De acordo com a investigação, o grupo criminoso liderado por Volpato ajuizava ações de execução de dívidas inexistentes e utilizava comprovantes falsos para simular o pagamento dessas supostas dívidas.

O esquema contava com o apoio de Mauro Ferreira Filho, servidor do TJMT, que manipulava os sistemas internos do tribunal para registrar os pagamentos como se fossem legítimos. Ele é considerado o “cabeça” do esquema e está foragido. 

“A organização criminosa atuava com divisão de tarefas, utilizando documentos falsos, processos judiciais, empresas de fachada e o acesso a sistemas internos do TJMT para dar aparência de legalidade aos golpes”, informou o delegado Pablo Cabral, responsável pela investigação.

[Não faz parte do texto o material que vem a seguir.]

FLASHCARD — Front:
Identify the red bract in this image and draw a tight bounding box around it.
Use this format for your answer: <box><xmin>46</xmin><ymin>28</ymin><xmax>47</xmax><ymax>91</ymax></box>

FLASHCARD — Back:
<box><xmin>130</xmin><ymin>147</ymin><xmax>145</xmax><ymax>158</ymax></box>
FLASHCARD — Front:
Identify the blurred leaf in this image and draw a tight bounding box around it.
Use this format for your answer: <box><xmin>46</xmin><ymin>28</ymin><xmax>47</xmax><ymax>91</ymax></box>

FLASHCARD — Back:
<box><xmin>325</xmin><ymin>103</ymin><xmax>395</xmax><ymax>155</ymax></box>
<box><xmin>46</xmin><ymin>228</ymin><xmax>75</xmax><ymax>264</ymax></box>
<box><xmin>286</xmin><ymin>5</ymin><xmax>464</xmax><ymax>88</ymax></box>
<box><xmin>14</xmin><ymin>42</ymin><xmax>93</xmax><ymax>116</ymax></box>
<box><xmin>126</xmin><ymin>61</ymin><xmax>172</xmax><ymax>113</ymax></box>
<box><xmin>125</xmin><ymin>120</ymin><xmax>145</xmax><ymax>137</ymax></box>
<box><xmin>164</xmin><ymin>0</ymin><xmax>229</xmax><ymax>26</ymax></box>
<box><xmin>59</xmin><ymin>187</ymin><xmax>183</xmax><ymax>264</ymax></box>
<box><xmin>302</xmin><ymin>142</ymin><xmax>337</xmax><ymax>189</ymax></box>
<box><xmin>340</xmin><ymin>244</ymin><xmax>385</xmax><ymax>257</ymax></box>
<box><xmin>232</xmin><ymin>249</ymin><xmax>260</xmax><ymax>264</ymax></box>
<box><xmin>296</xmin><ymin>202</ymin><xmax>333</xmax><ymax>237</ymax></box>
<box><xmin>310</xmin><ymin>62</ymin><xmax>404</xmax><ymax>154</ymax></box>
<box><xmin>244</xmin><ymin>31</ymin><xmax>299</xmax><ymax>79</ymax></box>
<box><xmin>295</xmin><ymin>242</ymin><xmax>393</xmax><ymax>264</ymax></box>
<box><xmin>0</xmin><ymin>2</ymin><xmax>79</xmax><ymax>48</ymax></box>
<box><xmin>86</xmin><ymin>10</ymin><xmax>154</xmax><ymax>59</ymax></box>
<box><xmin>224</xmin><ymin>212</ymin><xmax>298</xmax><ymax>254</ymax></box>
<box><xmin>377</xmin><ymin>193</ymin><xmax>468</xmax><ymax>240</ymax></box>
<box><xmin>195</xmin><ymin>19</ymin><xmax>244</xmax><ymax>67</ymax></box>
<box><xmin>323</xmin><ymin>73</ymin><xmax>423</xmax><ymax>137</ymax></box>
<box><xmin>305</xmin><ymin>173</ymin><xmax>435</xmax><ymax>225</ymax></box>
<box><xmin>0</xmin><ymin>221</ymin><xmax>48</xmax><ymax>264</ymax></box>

Além de Volpato, outras dez pessoas tiveram a prisão decretada, incluindo advogados, empresários e familiares envolvidos no esquema. Entre os alvos estão:

  • Wagner Vasconcelos de Moraes

  • Melissa Franca Praeiro Vasconcelos de Moraes

  • Rodrigo Moreira Marinho

  • Themis Lessa da Silva

  • João Miguel da Costa Neto

  • Régis Poderoso de Souza

  • Denise Alonso

  • Além de parentes de Volpato, que figuravam como sócios de empresas de fachada usadas para movimentar os recursos.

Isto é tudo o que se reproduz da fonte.